Christopher Kennedy

Photo by Jay Muhlin
Bio
Christopher Kennedy is the author of three poetry collections: Encouragement for a Man Falling to His Death (BOA Editions, Ltd.), which received the Isabella Gardner Poetry Award in 2007; Trouble with the Machine (Low Fidelity Press, 2003); and Nietzsche's Horse (Mitki/Mitki Press, 2001). A fourth collection, Ennui Prophet, will be published by BOA Editions in 2011. His work has appeared in numerous print and online journals and magazines, including Ploughshares, The Threepenny Review, Alaska Quarterly Review, Mississippi Review, Ninth Letter, and New York Tyrant. He has received a fellowship from the New York Foundation for the Arts and a grant from the Constance Saltonstall Foundation for the Arts. He is an associate professor of English at Syracuse University where he directs the MFA program in creative writing.
Photo by Jay Muhlin
Author's Statement
The poems I submitted to the NEA are part of what I hope to be a book-length exploration and documentation of my mother's battle with Alzheimer's. Witnessing the dissolution of her memory and the resultant loss of identity has been at times a harrowing experience. It has also, at times, been oddly comforting. The barriers my mother built up over the years to protect herself are gone. They were substantial, so it has been something of a relief to see them disappear. What is left of my mother is her wit and essential kindness. I hope the poems reflect both the hardships and the rewards of dealing with a parent who is coping with this mysterious and ultimately fatal disease.
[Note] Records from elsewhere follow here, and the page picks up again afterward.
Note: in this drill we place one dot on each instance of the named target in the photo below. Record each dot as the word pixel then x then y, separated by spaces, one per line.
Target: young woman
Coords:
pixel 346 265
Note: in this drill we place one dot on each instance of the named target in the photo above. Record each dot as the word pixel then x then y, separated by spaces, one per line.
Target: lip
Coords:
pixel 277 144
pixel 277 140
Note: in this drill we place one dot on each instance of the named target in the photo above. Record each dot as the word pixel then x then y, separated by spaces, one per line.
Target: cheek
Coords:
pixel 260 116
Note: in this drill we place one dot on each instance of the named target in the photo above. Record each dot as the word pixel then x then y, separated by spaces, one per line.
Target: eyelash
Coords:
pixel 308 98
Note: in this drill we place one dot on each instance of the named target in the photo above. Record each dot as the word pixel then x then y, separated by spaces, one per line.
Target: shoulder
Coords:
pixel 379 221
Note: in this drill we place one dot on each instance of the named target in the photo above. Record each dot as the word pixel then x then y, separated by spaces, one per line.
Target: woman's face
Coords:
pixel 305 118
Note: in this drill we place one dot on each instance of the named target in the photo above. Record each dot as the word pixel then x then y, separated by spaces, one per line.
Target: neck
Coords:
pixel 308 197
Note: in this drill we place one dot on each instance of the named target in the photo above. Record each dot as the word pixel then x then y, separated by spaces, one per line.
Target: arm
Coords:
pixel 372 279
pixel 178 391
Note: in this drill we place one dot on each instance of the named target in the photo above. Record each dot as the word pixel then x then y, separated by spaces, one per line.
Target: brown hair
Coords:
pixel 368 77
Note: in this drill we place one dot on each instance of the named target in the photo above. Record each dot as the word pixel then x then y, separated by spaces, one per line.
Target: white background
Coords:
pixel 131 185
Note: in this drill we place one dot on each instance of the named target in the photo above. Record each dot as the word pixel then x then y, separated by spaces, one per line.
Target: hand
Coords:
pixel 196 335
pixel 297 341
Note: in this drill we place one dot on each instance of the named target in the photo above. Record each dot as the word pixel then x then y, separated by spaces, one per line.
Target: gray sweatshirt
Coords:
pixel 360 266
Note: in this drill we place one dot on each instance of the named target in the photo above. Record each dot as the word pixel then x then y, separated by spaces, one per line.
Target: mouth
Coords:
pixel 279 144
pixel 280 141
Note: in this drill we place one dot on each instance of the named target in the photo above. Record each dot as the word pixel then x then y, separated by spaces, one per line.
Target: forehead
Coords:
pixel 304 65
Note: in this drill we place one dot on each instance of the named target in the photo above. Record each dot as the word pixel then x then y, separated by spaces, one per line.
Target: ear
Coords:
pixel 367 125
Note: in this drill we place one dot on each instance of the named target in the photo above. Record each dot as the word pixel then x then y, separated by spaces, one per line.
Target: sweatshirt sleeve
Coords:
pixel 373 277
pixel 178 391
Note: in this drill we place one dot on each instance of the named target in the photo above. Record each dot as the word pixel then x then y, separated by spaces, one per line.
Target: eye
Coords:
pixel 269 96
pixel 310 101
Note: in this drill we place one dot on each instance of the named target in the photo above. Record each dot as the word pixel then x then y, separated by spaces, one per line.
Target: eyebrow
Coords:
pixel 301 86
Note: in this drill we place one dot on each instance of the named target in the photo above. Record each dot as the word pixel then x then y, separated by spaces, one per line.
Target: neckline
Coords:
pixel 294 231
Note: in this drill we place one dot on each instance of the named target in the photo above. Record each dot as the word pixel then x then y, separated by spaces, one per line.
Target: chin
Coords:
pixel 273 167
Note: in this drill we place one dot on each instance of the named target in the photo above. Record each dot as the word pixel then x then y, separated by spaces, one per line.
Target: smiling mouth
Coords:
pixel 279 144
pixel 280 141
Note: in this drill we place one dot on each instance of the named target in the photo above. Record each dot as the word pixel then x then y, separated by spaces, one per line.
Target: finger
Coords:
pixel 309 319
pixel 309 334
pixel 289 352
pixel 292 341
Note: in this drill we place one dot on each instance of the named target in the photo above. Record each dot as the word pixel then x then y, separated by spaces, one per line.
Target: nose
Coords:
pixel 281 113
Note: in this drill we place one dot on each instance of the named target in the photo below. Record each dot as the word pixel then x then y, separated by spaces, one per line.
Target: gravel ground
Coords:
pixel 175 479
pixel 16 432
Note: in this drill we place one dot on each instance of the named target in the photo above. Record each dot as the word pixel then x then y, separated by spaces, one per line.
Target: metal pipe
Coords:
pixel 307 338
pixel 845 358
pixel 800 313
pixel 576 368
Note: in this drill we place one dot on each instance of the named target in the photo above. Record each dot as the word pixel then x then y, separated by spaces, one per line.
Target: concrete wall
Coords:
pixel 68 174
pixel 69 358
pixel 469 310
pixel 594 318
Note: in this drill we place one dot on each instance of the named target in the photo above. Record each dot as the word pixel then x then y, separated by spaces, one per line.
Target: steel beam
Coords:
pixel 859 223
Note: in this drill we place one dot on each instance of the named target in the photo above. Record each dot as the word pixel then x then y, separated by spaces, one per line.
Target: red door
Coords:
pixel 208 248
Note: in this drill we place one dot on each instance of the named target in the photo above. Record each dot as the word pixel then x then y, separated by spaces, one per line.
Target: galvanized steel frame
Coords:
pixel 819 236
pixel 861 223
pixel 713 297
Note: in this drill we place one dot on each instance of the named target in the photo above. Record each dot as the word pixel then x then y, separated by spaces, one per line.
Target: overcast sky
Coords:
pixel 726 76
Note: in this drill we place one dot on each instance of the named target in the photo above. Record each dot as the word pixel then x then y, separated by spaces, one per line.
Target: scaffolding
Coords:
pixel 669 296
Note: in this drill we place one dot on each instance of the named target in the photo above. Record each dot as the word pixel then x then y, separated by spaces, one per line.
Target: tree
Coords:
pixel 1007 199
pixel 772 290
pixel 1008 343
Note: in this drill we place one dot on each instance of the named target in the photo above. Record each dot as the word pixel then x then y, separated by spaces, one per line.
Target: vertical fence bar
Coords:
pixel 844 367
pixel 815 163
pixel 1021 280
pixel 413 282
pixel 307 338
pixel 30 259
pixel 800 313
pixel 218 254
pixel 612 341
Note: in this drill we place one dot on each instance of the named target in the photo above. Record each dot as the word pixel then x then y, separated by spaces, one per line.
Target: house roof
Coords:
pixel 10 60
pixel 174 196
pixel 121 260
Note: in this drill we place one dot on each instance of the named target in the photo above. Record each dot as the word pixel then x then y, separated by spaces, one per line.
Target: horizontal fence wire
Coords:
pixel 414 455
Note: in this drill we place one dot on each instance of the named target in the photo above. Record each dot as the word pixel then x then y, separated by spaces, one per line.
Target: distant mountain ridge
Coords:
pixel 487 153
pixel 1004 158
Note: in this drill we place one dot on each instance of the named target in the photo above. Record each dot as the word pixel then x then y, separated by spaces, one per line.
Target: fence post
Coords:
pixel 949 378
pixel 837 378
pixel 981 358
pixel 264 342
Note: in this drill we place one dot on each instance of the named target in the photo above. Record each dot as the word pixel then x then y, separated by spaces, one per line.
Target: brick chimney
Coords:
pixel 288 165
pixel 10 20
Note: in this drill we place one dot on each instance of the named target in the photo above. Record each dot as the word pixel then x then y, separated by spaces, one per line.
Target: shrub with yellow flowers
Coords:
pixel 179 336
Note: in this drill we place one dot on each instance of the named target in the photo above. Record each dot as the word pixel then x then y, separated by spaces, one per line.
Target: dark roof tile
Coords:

I am very grateful for the peace of mind the financial assistance from this fellowship will afford me, as well as the encouragement and validation such an award provides. The kind of writing I have been doing is difficult emotionally and artistically. Receiving the fellowship has energized me to take on the task of finishing the manuscript over the next year.
Memory Unit: A Vague Memory of Wings
A swarm of bees followed me home
last night. Winged, pollen-laden,
branch-haired. Everywhere I walked
bees shadowed me. When I stopped
for dinner, the swarm hovered outside,
waiting for me to leave. It looked
like a dark cloud, which made me
think my luck might be turning away
from me again, manifested in the ominous
merger above my head. When I arrived
at my house, the bees were undeterred
by doors or walls and flew behind me
into my bedroom. When I lay in bed,
trying to sleep, the cloud circumambulated
around the room. The bees seemed
to have an urgent message or a warning.
I could sense they wanted something
from me. What it was, I couldn't tell.
I wondered if the swarm was really something else,
maybe my father's soul or the soul
of an old friend. Or maybe my mother's soul,
though she's still living, stuck in a papery
version of the world. As I ruminated,
the bees formed two lines and flew
into my ears, where they crowded my head
like thoughts of a long drought.
My dreams were shadows of dreams.
There were human figures, gesturing
from far away. I saw them as if through
a screen door in summer. They were
telling me to follow them somewhere
I was afraid to go, as if I were a child again,
unsure of the world and my place in it.
I slept fitfully, waking up often and looking
around the room for the source of the noise
inside my head. I sensed a low humming
sound but thought nothing of it. Something
electric was doing its job. When I woke
the next morning, I had a vague memory
of wings, an image from one of my dreams
still lodged in my head: the hive in flames,
the queen asleep in her chamber.
(from Ennui Prophet, Rochester: BOA Editions, 2009, permission courtesy of BOA Editions, Ltd.)